Kunlin Tsai est un éditeur, mais aussi une figure de la lutte contre la censure sous le régime autoritaire de Tchang Kaï-chek. Le fils de Taïwan raconte son histoire, chronologiquement, en quatre volumes. Nous avons rencontré, lors du FIBD, son dessinateur, Zhou Jian-Xin.

Chaque volume a un style de dessin différent. Pourquoi ce choix ?

Jian-xin Zhou : J’avais envie de montrer l’évolution d’une autre époque à travers plusieurs styles. Le premier tome est au crayon pour représenter l’enfance du héros. Une période simple et naïve. Le second est à la gravure, car c’est un passage plus dur. Kunlin Tsai était en prison. Le troisième rassemble plus de techniques tirées du manga, car Kunlin Tsai travaillait dans ce domaine. C’est aussi une période plus populaire et dynamique pour le pays. Dans le quatrième tome, j’ai utilisé de la photographie et des crayons pour montrer la modernité de l’époque, mais aussi le retour d’une période plus apaisée.

Est-ce que vous avez participé au découpage du récit selon le style que vous trouviez approprié ?

J.Z. : Le scénario et la réalisation ont vraiment été un travail d’équipe avec les éditeurs, la scénariste, Yu Pei-Yun, et moi-même. Yu Pei-Yun me donnait le texte, et mon dessin était amené à le modifier un peu, alors on en discutait tous ensemble.

Jian-Xin Zhou : Raconter la lutte contre la censure

© 2020 Yu Pei-Yun/Zhou Jian-Xin

Vous expliquez dans la préface qu’il fallait se débarrasser de l’influence du manga. Quel est son impact sur votre travail ?

J.Z. : Je n’avais pas envie que cette BD ressemble au manga. Mais je pense que le manga a quand même beaucoup influencé mon style de découpage. Car, encomparaison, le style des BD d’Europe et des États-Unis me semble plus strict. Il y a plus de liberté dans le manga. Mais j’ai quand même ajouté beaucoup de style personnel.

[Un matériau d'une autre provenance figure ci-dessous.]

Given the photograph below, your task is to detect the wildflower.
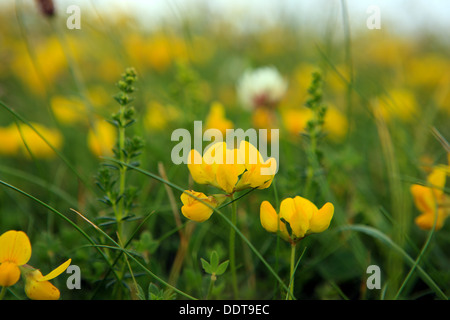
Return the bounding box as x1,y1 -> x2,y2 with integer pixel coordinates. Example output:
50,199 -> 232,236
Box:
188,141 -> 276,194
237,67 -> 287,110
0,230 -> 31,287
205,102 -> 233,135
411,162 -> 450,230
24,259 -> 72,300
181,190 -> 219,222
260,196 -> 334,244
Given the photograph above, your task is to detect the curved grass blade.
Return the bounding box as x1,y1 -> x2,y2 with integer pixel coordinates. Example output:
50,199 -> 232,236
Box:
339,225 -> 448,300
104,157 -> 289,298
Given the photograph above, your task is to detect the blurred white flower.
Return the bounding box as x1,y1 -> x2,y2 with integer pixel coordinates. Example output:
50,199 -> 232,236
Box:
237,67 -> 287,110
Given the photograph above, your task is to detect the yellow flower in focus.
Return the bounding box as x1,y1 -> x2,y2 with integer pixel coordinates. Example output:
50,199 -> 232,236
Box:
188,141 -> 277,194
0,230 -> 31,287
188,142 -> 245,194
235,141 -> 277,191
205,102 -> 233,135
181,190 -> 219,222
18,123 -> 63,158
25,259 -> 72,300
50,96 -> 87,125
260,196 -> 334,244
0,124 -> 21,156
411,159 -> 450,230
87,120 -> 117,157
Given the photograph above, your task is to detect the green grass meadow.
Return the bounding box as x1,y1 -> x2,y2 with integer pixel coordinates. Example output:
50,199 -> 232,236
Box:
0,0 -> 450,300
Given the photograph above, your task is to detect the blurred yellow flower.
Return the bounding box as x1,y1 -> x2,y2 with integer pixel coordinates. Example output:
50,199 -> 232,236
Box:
50,96 -> 88,125
0,124 -> 21,156
87,120 -> 117,157
260,196 -> 334,244
0,230 -> 31,287
205,102 -> 233,135
411,159 -> 450,230
181,190 -> 219,222
25,259 -> 72,300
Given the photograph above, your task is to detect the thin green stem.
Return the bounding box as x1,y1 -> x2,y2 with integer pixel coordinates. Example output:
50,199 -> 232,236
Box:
0,287 -> 6,300
288,244 -> 297,300
230,195 -> 238,299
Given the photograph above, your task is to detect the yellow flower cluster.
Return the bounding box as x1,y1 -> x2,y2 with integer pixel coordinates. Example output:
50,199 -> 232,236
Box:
0,230 -> 72,300
260,196 -> 334,244
181,141 -> 276,222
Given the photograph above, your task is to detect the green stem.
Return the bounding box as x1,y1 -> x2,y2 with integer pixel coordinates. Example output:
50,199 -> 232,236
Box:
288,244 -> 296,300
205,275 -> 217,300
116,112 -> 127,239
0,287 -> 6,300
230,195 -> 238,299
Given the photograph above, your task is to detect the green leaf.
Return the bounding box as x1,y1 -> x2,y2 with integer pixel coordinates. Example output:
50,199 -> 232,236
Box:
200,258 -> 213,274
209,251 -> 219,272
216,260 -> 230,276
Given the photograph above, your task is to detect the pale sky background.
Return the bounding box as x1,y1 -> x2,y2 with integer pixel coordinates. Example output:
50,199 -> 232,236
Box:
6,0 -> 450,43
81,0 -> 450,37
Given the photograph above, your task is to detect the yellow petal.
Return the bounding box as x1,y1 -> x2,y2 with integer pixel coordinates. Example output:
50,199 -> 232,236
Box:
259,201 -> 278,232
0,261 -> 20,287
39,259 -> 72,281
427,167 -> 447,198
25,270 -> 60,300
181,190 -> 218,222
309,202 -> 334,233
0,230 -> 31,266
188,149 -> 214,184
414,210 -> 445,230
280,198 -> 309,238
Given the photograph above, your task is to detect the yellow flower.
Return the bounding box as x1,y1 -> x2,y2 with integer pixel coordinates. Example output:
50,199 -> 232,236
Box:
235,141 -> 277,191
181,190 -> 219,222
0,230 -> 31,287
205,102 -> 233,135
324,106 -> 348,141
25,259 -> 72,300
87,120 -> 117,157
188,141 -> 276,194
411,162 -> 450,230
260,196 -> 334,244
188,142 -> 245,194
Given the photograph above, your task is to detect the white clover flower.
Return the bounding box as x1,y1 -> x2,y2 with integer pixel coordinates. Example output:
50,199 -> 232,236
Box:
237,67 -> 287,110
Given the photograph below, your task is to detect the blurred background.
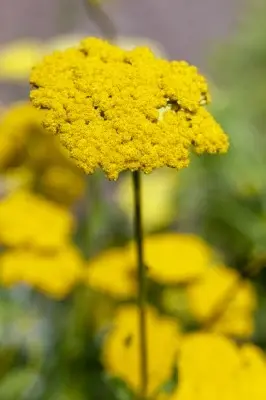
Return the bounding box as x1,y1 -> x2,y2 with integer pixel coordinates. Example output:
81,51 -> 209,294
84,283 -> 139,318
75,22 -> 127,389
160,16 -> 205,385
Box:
0,0 -> 266,400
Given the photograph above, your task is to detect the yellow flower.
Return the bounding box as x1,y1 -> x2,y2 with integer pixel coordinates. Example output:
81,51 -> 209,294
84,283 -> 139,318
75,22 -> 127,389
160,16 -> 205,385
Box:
30,38 -> 228,180
0,190 -> 73,251
0,103 -> 41,169
84,248 -> 136,298
0,39 -> 42,80
0,245 -> 83,298
0,103 -> 85,205
116,169 -> 177,232
103,306 -> 179,395
165,332 -> 266,400
84,233 -> 213,298
187,266 -> 256,337
134,233 -> 213,284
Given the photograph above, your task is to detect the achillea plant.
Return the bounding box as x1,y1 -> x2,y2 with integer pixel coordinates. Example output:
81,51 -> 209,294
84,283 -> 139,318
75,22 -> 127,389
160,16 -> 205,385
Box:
30,38 -> 228,400
30,38 -> 228,180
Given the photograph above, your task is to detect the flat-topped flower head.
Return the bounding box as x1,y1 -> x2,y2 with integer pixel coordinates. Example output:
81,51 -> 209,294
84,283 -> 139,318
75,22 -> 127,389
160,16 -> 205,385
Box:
30,38 -> 228,180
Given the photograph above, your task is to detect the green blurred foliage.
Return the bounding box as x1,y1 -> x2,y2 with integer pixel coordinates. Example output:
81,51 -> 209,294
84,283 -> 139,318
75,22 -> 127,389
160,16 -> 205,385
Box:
0,1 -> 266,400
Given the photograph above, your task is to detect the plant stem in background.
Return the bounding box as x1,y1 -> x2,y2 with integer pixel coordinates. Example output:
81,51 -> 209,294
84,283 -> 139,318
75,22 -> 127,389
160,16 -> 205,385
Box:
83,173 -> 102,259
133,171 -> 148,400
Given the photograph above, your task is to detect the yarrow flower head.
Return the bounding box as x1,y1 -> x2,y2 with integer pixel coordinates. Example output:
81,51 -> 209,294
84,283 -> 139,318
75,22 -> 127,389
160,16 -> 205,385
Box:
102,305 -> 181,396
0,244 -> 83,299
0,102 -> 84,205
30,38 -> 228,180
0,190 -> 74,251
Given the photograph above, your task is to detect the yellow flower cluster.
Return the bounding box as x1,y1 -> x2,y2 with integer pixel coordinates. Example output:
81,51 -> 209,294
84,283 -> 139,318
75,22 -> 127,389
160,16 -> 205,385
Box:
187,266 -> 256,337
167,333 -> 266,400
103,306 -> 266,400
30,38 -> 228,180
0,244 -> 83,299
0,191 -> 74,251
0,191 -> 83,298
85,233 -> 213,298
102,306 -> 180,396
84,247 -> 137,298
84,233 -> 256,338
0,103 -> 84,204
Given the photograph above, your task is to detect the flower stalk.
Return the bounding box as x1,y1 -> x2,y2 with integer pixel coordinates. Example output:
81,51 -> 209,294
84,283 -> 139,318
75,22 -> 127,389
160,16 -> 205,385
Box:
133,171 -> 148,400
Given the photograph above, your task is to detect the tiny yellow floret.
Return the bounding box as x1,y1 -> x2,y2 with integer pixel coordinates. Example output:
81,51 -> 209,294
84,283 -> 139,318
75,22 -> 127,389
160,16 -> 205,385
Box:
30,38 -> 228,180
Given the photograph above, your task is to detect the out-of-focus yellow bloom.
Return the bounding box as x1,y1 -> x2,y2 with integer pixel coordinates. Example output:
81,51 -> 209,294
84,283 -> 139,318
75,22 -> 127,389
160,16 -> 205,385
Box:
84,233 -> 213,298
103,306 -> 180,395
135,233 -> 213,284
39,165 -> 85,204
0,103 -> 41,169
0,190 -> 74,251
187,266 -> 256,337
85,248 -> 136,298
0,38 -> 43,80
1,166 -> 34,193
30,38 -> 228,180
116,169 -> 177,232
0,103 -> 85,205
0,245 -> 83,298
161,286 -> 191,323
84,248 -> 136,298
165,333 -> 266,400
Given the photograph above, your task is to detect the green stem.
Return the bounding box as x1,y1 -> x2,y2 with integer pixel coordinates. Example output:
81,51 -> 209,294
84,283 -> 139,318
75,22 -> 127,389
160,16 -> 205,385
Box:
133,171 -> 148,400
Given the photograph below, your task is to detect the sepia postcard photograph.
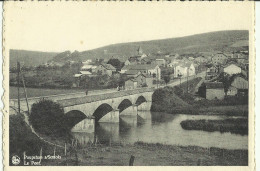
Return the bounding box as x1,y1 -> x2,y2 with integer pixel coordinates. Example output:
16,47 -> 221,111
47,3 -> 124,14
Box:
3,1 -> 255,171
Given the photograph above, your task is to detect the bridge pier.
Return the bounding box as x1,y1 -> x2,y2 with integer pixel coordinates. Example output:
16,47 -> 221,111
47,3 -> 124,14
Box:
120,105 -> 138,116
71,118 -> 95,133
98,110 -> 119,123
138,101 -> 152,111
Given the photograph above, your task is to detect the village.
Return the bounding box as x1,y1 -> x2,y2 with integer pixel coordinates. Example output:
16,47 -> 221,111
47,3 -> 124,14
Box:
10,46 -> 249,100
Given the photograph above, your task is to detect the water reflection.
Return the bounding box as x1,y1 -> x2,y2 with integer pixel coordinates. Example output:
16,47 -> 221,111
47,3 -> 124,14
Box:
70,111 -> 248,149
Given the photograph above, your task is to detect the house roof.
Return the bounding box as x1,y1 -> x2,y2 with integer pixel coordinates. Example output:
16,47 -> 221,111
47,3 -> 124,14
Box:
126,78 -> 137,82
80,71 -> 92,75
74,74 -> 82,77
122,64 -> 158,70
231,76 -> 248,89
205,82 -> 224,89
81,65 -> 96,69
224,62 -> 241,69
125,70 -> 139,75
100,63 -> 116,70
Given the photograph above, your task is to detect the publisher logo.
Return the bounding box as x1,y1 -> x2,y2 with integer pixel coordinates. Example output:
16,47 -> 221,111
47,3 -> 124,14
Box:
12,155 -> 20,165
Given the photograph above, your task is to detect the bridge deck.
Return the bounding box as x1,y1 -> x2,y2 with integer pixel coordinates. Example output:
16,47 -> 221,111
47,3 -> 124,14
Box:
57,88 -> 154,107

Le Fils de Taïwan raconte sincèrement l’histoire du pays. Comment est-elle racontée aujourd’hui ? Qu’en est-il de la vie de Kunlin Tsai ?

J.Z. : Aujourd’hui, on est complètement libre de dire ce qu’on veut. On peut trouver toutes sortes de discours. Ce qui est un peu spécial, c’est peut-être qu’aucun discours n’est vraiment capable de mettre tout le monde d’accord. Donc, il y a toutes sortes de théories.Pour Yu Pei-Yun et moi, ce qui est important, est de continuer vers la démocratie et la liberté. L’histoire de Kunlin Tsai montre qu’on a réussi, mais que c’est une situation très fragile. Les choses ne restent pas figées.

Jian-Xin Zhou : Raconter la lutte contre la censure

© 2020 Yu Pei-Yun/Zhou Jian-Xin

Le chant prend beaucoup de place dans le récit…

J.-Z. : C’est vrai, le héros adore chanter. Kunlin Tsai a même fait un album sur les chansons importantes de sa vie.

Merci à Huang Pei-Shan, l’éditrice de la version originale du Fils de Taïwan, qui a rendu cet entretien possible en étant la traductrice de Zhou Jian Xin pour Zoo Manga.